How can I convert a XLSB file to csv using python?

34,317

Solution 1

Most popular Excel python packages openpyxl and xlrd have no support for xlsb format (bug tracker entries: openpyxl, xlrd).

So I'm afraid there is no native python way =/. However, since you are using windows, it should be easy to script the task with external tools.

I would suggest taking look at Convert XLS to XLSB Programatically?. You mention python in title but the matter of the question does not imply you are strongly coupled to it, so you could go pure c# way.

If you feel really comfortable only with python one of the answers there suggests a command line tool under a fancy name of Convert-XLSB. You could script it as an external tool from python with subprocess.

I know this is not a good answer, but I don't think there is better/easier way as of now.

Solution 2

I've encountered this same problem and using pyxlsb does it for me:

from pyxlsb import open_workbook

with open_workbook('HugeDataFile.xlsb') as wb:
    for sheetname in wb.sheets:
        with wb.get_sheet(sheetname) as sheet:
            for row in sheet.rows():
                values = [r.v for r in row]  # retrieving content
                csv_line = ','.join(values)  # or do your thing

Solution 3

In my previous experience, i was handling converting xlsb using libreoffice command line utility,

In ruby i just execute system command to call libreoffice for converting xlsb format to csv:

`libreoffice --headless --convert-to csv your_xlsb_file.xlsb --outdir /path/csv`

and to change the encoding i use command line to using iconv, using ruby :

`iconv -f ISO-8859-1 -t UTF-8 your_csv_file.csv > new_file_csv.csv`

Solution 4

I also looked at the problem and the following worked for me.

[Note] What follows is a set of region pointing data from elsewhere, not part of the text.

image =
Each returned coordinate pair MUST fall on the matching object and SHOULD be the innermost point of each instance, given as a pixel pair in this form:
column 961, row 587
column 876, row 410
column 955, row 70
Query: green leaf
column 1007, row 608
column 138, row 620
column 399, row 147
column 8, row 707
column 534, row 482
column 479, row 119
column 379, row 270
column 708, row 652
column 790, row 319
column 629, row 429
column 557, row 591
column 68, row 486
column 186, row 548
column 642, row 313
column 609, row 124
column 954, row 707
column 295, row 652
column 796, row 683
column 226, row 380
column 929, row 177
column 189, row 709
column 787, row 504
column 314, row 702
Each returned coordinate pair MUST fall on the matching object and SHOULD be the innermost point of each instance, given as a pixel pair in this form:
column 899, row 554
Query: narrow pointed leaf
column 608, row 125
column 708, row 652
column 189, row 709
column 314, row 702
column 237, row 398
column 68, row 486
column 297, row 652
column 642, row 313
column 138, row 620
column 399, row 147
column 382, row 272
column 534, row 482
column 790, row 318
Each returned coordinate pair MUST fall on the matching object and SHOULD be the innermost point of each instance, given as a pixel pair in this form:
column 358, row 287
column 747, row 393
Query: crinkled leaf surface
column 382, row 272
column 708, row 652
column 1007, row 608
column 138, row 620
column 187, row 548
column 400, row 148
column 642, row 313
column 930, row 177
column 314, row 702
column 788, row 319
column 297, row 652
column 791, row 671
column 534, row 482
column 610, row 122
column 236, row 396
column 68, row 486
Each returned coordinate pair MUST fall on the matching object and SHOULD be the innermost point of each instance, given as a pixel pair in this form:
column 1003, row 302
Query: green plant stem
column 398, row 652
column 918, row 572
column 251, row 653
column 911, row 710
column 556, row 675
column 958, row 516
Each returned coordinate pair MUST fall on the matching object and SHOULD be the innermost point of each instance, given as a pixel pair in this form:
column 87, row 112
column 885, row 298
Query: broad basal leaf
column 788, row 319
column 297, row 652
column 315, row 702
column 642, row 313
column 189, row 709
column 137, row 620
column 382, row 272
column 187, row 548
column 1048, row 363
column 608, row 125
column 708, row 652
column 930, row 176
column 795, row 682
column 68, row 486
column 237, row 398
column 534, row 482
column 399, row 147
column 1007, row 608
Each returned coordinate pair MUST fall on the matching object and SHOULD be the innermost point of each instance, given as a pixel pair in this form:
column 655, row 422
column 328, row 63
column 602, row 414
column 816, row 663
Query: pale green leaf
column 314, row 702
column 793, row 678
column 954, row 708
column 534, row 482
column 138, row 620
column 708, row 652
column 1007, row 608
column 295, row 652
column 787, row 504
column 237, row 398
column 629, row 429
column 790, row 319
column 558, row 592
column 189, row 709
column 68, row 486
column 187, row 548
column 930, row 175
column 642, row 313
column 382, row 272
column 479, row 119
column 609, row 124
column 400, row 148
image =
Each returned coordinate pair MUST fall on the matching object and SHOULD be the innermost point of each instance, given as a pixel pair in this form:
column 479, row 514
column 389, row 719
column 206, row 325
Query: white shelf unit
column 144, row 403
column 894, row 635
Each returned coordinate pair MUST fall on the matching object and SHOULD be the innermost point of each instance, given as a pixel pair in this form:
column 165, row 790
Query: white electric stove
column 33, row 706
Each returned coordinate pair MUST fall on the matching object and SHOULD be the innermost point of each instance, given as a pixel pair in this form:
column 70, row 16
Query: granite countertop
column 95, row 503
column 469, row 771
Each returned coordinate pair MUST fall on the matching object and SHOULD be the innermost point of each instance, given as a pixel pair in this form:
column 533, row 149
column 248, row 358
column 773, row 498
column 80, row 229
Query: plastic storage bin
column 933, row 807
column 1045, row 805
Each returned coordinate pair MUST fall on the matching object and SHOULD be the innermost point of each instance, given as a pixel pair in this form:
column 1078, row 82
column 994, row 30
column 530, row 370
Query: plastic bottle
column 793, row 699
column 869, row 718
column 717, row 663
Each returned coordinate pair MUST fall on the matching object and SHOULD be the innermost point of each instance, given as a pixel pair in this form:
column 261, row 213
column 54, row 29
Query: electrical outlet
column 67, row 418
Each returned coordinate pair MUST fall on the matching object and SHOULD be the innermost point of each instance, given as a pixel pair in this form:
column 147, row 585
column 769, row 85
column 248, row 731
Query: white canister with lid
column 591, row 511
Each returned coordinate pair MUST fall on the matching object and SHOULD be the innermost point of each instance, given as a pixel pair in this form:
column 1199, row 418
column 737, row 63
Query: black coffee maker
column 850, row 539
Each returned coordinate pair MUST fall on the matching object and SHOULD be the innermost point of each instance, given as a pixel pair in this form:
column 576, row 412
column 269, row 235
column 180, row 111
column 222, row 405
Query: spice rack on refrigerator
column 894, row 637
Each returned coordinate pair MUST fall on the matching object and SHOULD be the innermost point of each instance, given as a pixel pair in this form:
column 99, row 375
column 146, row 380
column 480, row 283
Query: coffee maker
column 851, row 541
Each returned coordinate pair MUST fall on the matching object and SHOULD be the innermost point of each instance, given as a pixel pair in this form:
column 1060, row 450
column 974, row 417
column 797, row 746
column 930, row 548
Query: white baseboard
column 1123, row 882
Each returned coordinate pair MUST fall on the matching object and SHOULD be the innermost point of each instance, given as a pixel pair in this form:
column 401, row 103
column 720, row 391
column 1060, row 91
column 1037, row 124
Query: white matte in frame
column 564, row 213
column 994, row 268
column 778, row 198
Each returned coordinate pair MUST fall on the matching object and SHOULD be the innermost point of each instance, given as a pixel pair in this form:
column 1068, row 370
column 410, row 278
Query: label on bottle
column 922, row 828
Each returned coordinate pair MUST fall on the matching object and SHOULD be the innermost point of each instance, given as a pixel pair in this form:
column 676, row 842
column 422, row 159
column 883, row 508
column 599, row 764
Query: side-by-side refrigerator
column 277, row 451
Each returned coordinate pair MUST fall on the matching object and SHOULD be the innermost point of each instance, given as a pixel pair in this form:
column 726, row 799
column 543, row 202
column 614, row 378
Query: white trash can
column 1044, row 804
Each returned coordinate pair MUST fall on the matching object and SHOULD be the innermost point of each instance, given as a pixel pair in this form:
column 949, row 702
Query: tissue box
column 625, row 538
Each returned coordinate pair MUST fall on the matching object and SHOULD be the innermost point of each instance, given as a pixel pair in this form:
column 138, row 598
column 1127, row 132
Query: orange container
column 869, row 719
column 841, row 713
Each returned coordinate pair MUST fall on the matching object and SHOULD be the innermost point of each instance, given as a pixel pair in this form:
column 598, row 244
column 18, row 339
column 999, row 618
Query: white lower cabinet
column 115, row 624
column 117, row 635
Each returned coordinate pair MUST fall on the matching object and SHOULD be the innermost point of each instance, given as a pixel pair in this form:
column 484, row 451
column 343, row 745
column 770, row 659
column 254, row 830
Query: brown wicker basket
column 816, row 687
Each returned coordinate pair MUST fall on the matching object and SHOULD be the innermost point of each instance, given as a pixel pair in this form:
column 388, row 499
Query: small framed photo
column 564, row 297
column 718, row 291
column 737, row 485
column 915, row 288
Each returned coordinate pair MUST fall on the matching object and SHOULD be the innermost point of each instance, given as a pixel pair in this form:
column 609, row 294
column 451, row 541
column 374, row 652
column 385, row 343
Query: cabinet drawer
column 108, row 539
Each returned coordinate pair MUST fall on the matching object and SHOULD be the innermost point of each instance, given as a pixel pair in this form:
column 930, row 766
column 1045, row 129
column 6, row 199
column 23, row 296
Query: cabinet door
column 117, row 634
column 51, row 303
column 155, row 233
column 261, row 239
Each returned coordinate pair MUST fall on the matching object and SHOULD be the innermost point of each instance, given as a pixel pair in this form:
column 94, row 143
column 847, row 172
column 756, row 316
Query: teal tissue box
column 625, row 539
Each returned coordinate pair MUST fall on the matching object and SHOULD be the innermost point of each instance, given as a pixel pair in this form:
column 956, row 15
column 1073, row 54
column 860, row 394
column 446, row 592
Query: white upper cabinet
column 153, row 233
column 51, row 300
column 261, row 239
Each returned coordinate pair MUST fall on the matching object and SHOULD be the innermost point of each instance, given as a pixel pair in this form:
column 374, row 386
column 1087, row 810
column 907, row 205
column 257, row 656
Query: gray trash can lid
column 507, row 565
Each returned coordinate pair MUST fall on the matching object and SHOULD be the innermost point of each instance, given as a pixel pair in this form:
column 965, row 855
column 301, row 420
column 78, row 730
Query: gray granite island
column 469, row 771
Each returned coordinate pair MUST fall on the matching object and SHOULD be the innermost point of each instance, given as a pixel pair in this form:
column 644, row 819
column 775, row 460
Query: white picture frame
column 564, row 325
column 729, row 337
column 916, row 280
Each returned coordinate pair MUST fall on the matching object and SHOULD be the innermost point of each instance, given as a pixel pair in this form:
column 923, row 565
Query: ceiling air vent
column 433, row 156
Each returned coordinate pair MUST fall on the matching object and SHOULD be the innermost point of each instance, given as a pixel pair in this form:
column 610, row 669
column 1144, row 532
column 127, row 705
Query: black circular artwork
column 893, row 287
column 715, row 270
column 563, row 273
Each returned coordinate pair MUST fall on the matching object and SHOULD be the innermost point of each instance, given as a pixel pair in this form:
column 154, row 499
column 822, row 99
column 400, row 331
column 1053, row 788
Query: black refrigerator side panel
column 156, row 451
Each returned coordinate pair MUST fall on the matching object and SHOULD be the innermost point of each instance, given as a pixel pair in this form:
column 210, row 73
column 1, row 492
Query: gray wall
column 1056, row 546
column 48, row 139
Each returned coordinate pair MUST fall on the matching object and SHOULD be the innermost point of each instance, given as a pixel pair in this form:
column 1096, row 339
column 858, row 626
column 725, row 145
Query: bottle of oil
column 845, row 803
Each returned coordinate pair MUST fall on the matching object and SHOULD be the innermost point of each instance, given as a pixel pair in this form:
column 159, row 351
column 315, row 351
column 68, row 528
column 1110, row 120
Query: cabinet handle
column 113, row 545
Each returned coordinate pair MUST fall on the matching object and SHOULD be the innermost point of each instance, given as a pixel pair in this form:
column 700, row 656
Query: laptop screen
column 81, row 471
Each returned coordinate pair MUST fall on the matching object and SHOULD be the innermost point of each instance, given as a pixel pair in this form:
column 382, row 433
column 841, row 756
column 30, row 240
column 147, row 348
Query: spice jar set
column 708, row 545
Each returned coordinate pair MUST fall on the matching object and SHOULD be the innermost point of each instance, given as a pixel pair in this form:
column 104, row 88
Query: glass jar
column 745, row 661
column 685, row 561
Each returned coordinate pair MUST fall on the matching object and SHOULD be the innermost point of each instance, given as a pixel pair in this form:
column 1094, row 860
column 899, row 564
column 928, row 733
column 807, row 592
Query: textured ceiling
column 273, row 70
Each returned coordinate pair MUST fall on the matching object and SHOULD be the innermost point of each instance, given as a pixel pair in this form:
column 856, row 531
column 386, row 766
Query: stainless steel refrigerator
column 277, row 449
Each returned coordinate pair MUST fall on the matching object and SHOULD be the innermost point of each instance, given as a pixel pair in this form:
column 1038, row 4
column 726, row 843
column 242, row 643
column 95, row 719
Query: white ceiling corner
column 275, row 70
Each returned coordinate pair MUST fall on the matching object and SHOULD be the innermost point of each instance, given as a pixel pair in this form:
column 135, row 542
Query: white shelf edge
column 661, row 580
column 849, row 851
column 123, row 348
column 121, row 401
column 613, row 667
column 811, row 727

First opening the file in excel via python and than saving it to different file. Bit of a workaround but I like it more than other solutions. In example I use file format 6 which is CSV but you can also use other ones.

import win32com.client
excel = win32com.client.Dispatch("Excel.Application")
excel.DisplayAlerts = False
excel.Visible=False
doc = excel.Workbooks.Open("C:/users/A295998/Python/@TA1PROG3.xlsb")
doc.SaveAs(Filename="C:\\users\\A295998\\Python\\test5.csv",FileFormat=6)
doc.Close()
excel.Quit()

Solution 5

XLSB is a binary format and I don't think you'll be able to parse it with current python tools and packages. If you still want to somehow automate the process with python you can do what the others have told you and script that windows CLI tool. Calling the .exe from the command line with subprocess, and passing an array of the files you want to convert.

I.e: with a script similar to this one you could convert all the .xlsb files that you place in the "xlsb" folder to .csv format...

├── xlsb
│   ├── file1.xlsb
│   ├── file2.xlsb
│   └── file3.xlsb
└── xlsb_to_csv.py


xlsb_to_csv.py

#!/usr/bin/env python

import os

files = [f for f in os.listdir('./xlsb')]
for f in files:
    subprocess.call("ConvertXLS.EXE " + str(f) + " --arguments", shell=True)

Note: the Windows command is pseudocode... I use a similar approach to batch-convert stuff in headless windows servers for testing purpouses. You just have to figure out the exe location and the windows command...

Hope it helps... good luck!

Share:
34,317
IordanouGiannis
Author by

IordanouGiannis

Updated on August 05, 2021

Comments

  • IordanouGiannis
    IordanouGiannis almost 3 years

    I have been provided with a xlsb file full of data. I want to process the data using python. I can convert it to csv using excel or open office, but I would like the whole process to be more automated. Any ideas?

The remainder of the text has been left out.